Ebrahim M. Samba
Gambie
Prix Balzan 1992 pour la médecine préventive
Pour son rôle de guide dans la lutte contre l’onchocercose (cécité des rivières) en Afrique Occidentale. Grâce au Programme de Lutte contre l’Onchocercose qu’il a dirigé au sein de l’Organisation Mondiale de la Santé, des centaines de milliers d’êtres humains ont pu et peuvent être protégés de la maladie et sauvés de la cécité. Le succès de ce programme a permis le repeuplement de vastes régions fertiles et est à l’origine d’importantes retombées sociales et économiques pour les pays qui participent à ce programme.
Le Dr. Ebrahim M. Samba est depuis 1980 le Directeur du Programme de Lutte contre l’Onchocercose (Onchocerciasis Control Programme: OCP) au sein de l’Organisation Mondiale de la Santé (OMS/WHO) en Afrique Occidentale. Le Programme avait été lancé en 1974 avec la participation enthousiaste d’ Ebrahim M. Samba qui était à l’époque un des représentants de son Pays, la Gambie, à l’OMS.

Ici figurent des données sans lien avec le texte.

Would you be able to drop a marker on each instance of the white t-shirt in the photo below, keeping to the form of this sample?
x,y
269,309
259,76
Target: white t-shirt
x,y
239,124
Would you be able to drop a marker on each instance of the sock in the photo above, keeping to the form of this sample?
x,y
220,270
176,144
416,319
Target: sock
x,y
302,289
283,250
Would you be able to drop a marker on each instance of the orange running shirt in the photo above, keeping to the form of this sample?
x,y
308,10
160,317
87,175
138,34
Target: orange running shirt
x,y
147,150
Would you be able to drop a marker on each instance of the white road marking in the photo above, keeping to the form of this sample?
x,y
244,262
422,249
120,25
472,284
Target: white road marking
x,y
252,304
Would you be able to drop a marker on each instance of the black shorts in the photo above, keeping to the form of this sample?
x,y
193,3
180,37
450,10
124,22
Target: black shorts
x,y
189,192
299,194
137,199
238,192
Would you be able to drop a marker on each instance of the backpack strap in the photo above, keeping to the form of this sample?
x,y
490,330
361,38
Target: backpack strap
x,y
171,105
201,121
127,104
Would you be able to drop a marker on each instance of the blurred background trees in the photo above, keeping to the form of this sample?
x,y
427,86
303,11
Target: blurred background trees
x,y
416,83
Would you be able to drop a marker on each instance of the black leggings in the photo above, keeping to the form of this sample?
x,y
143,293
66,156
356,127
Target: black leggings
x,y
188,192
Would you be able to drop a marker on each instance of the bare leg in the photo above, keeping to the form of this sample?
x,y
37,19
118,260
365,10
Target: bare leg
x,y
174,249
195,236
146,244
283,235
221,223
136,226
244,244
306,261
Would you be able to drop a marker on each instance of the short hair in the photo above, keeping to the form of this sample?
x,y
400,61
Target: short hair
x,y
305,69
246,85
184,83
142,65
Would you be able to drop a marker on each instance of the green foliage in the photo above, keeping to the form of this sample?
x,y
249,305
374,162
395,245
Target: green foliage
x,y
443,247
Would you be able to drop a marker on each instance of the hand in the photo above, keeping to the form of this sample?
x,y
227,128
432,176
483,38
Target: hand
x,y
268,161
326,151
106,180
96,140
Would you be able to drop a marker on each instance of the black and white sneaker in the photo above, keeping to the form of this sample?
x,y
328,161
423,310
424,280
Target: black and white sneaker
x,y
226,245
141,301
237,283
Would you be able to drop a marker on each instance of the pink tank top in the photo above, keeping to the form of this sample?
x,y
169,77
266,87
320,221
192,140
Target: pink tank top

L’Onchocercose (bien connue aussi sous le nom de River Blindness: cécité des rivières) est provoquée par la présence «un ver de la famille des filariidés (Onchocerca volvulus). La maladie est transmise par la piqûre de diptères simulies qui sucent le sang (Simulium damnosum), et dont les larves se propagent dans les aires bien oxygénées des rivières, en particulier des rapides. Chez les êtres humains l’infection se transmet par les simulies, qui développent des vers mûrs sexuellement et qui prolifèrent surtout sous forme de nodules cutanés. Ces macrofilaires sont ovovivipares; ils ne déposent pas d’œufs, mais ils produisent des microfilaires de grandeur microscopique qui se répandent sous la peau. Pour des raisons encore aujourd’hui peu connues, ils peuvent pénétrer dans les yeux, causant par la même de graves lésions. D’éventuelles piqûres successives de simulies aggravernt la situation, tant et si bien qu’elles font repartir le cycle vital du ver.
L’Onchocercose est donc une maladie qui rend invalide et qui est souvent accompagnée de la cécité. Des millions d’habitants de l’Afrique Occidentale ont été touchés par cette maladie. Les énormes conséquences négatives qui en découlèrent, tant sur le plan social, que sur le plan économique, ont contraint des populations entières à abandonner de vastes et fertiles régions.
Des efforts significatifs et importants pour combattre cette maladie ont été réalisés par des chercheurs français et anglais dans les années cinquante et soixante. La contribution fondamentale d’Ebrahim M. Samba et de ses collaborateurs consiste dans le fait qu’ils ont réussi à appliquer efficacement les connaissances scientifiques de l’époque à un Programme de Santé Publique, tout en le développant ultérieurement. Ce programme a permis à des centaines de milliers de personnes d’être protégées contre une maladie qui rend invalide. Le contrôle efficace des simulies, obtenu par le biais de l’utilisation de différents insecticides, a en effet arrêté la transmission de la maladie dans presque toutes les zones intéressées par I’OCP. Dans les aires où la lutte contre les simulies est encore à ses débuts, la découverte d’un médicament qui élimine la plupart des microfilaires, tout en étant indiqué pour le traitement de masse, est en train de soulager la souffrance des hommes touchés par la maladie, prévenant qui plus est le danger encouru de devenir aveugle. Aussi, la réalisation d’un macrofilaricide prometteur est importante.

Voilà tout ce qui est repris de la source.